You are viewing a plain text version of this content. The canonical link for it is here.
Posted to solr-user@lucene.apache.org by Rajesh Nikam <ra...@gmail.com> on 2013/05/27 14:57:47 UTC
using solr for web page classification
Hello,
I am working on implementation of system to categorize URLs/Web Pages.
I would have categories like ...
Adult Health Business
Arts Home Science
I am looking at how Lucence/Solr could help me out to achive this.
I came across links that mention MoreLikeThis could be of my help.

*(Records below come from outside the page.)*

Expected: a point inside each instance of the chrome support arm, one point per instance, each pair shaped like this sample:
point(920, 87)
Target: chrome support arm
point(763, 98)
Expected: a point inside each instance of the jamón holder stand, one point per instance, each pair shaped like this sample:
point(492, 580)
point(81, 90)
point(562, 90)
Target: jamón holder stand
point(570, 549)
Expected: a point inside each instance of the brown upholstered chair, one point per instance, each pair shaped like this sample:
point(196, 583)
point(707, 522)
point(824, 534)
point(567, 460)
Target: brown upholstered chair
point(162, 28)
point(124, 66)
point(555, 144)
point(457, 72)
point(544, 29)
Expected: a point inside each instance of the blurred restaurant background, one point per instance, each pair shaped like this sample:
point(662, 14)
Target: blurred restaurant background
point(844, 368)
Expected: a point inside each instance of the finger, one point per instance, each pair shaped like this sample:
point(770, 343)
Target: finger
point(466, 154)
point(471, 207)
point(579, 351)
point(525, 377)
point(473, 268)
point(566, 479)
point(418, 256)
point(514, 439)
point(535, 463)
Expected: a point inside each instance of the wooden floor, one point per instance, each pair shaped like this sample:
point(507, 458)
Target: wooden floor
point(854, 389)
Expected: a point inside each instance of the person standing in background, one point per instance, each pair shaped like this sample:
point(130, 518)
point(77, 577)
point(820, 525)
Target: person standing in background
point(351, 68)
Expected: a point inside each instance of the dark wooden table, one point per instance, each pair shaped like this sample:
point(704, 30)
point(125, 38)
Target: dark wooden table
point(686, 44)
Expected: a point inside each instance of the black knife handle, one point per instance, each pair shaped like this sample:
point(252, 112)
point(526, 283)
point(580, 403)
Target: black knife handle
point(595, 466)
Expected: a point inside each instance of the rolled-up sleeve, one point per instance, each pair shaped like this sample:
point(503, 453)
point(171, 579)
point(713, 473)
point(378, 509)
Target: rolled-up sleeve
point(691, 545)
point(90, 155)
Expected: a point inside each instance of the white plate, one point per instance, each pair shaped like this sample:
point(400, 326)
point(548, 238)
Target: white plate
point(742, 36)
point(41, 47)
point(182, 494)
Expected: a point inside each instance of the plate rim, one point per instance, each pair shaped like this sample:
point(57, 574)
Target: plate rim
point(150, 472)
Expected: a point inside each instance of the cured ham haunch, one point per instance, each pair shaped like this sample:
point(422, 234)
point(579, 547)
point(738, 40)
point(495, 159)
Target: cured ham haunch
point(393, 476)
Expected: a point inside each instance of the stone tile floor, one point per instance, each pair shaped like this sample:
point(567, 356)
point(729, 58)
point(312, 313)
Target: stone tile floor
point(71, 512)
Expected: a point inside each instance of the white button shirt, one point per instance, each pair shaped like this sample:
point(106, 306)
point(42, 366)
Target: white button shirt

I found LucidWorks Search of help for me as it has done installation for
Jetty, Solr in few clicks.
Importing data and Query was also straight forward.
My question is:
- I have pre-defined list of categories for which I would have webpages +
documents that could be stored in solr index assigned with category
- have input processors like on each page
Text extractor (from HTML, PDF, Office format)
Text language detection
Standard text processors - stemming, remove stopwords, lowwercase
etc
Title extractor
Summary extractor
Field mapping
Header and footer remover
- All these document could be processed and stored in Solr Index with
known category
- When new request comes I need to for MLT or solr Query based on content
of webpage and get similar documents.
Based on results I could reply back with top 3 categories.
Please let me know if using solr for this problem in correct way ?
If yes how to go with the forming query based on web page contents ?
Thanks
Rajesh